The arguments were real. They are what you rejected in the previous sentence. This may or may not mean you actually read them.

The fact that you insist on using your own preferences as evidence for their justification makes your credibility go even lower, because that evidence is so obviously weak that the only reason you would mention it is if you're extremely biased.

I wasn't, and I included careful disclaimers to that effect in both comments. I was merely making an incidental technical correction regarding misuse of the word 'evidence'. You made a point of separating your "intuitive judgement" from your abstract far-mode ideals. When people do this it isn't always the case that the abstract idealized reasoning is the correct part. I often find that people's intuitions have better judgement---and that is what I see occurring here. Your intuitions were correct and also happen to be the side of you that is safer to be around without risk of being murdered.

Mentioning it is a waste of time; I get no predictive power out of the belief in my daughter who I will never see again.

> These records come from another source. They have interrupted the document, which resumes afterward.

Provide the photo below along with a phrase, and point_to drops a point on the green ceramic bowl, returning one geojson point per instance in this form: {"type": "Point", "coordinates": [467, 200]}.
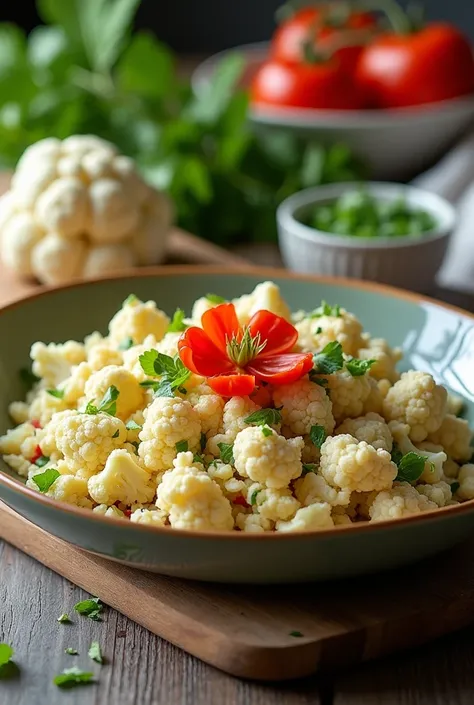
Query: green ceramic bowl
{"type": "Point", "coordinates": [436, 338]}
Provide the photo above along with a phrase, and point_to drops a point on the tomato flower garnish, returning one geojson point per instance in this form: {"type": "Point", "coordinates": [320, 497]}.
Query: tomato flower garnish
{"type": "Point", "coordinates": [236, 358]}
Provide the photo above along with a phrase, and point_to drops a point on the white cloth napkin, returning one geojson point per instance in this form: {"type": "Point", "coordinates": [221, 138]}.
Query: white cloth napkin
{"type": "Point", "coordinates": [453, 178]}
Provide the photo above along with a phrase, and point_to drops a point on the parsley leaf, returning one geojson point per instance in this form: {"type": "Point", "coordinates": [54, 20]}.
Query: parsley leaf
{"type": "Point", "coordinates": [44, 480]}
{"type": "Point", "coordinates": [215, 299]}
{"type": "Point", "coordinates": [177, 324]}
{"type": "Point", "coordinates": [95, 653]}
{"type": "Point", "coordinates": [227, 454]}
{"type": "Point", "coordinates": [264, 417]}
{"type": "Point", "coordinates": [357, 367]}
{"type": "Point", "coordinates": [126, 344]}
{"type": "Point", "coordinates": [58, 393]}
{"type": "Point", "coordinates": [329, 360]}
{"type": "Point", "coordinates": [317, 435]}
{"type": "Point", "coordinates": [71, 677]}
{"type": "Point", "coordinates": [410, 467]}
{"type": "Point", "coordinates": [90, 608]}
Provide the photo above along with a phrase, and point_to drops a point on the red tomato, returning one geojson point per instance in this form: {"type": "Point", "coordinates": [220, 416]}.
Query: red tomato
{"type": "Point", "coordinates": [320, 85]}
{"type": "Point", "coordinates": [432, 64]}
{"type": "Point", "coordinates": [290, 37]}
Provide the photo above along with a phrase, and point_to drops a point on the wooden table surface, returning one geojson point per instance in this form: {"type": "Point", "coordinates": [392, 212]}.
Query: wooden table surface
{"type": "Point", "coordinates": [142, 669]}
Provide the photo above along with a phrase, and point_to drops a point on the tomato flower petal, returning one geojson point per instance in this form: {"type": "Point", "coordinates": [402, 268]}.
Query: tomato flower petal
{"type": "Point", "coordinates": [281, 369]}
{"type": "Point", "coordinates": [232, 385]}
{"type": "Point", "coordinates": [221, 325]}
{"type": "Point", "coordinates": [280, 336]}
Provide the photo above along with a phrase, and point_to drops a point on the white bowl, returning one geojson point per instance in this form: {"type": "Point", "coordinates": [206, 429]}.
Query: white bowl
{"type": "Point", "coordinates": [408, 262]}
{"type": "Point", "coordinates": [395, 144]}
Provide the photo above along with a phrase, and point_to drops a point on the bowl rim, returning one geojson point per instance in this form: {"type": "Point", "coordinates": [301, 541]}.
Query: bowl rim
{"type": "Point", "coordinates": [439, 207]}
{"type": "Point", "coordinates": [314, 117]}
{"type": "Point", "coordinates": [265, 273]}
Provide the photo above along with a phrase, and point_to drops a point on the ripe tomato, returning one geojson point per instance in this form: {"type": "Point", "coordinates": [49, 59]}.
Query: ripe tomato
{"type": "Point", "coordinates": [289, 39]}
{"type": "Point", "coordinates": [320, 85]}
{"type": "Point", "coordinates": [432, 64]}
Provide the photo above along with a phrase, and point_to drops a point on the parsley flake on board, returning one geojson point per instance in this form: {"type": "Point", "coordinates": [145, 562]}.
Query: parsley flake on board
{"type": "Point", "coordinates": [71, 677]}
{"type": "Point", "coordinates": [264, 417]}
{"type": "Point", "coordinates": [177, 324]}
{"type": "Point", "coordinates": [90, 608]}
{"type": "Point", "coordinates": [44, 480]}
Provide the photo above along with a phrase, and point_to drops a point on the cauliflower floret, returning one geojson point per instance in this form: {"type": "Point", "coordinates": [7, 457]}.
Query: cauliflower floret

Fortunately, current engineering technology is such that your particular brand existence-denial does not pose an imminent threat. As has been mentioned, if we reached the stage where we were capable of significant interstellar travel this kind of thing does start to matter. If there were still people who believed that things magically disappeared once they were sufficiently far enough away from that person then such individuals would need to be restrained by force or otherwise prevented from taking actions that they sincerely believe would not be murder---in the same way that any other murder attempt is prevented if possible.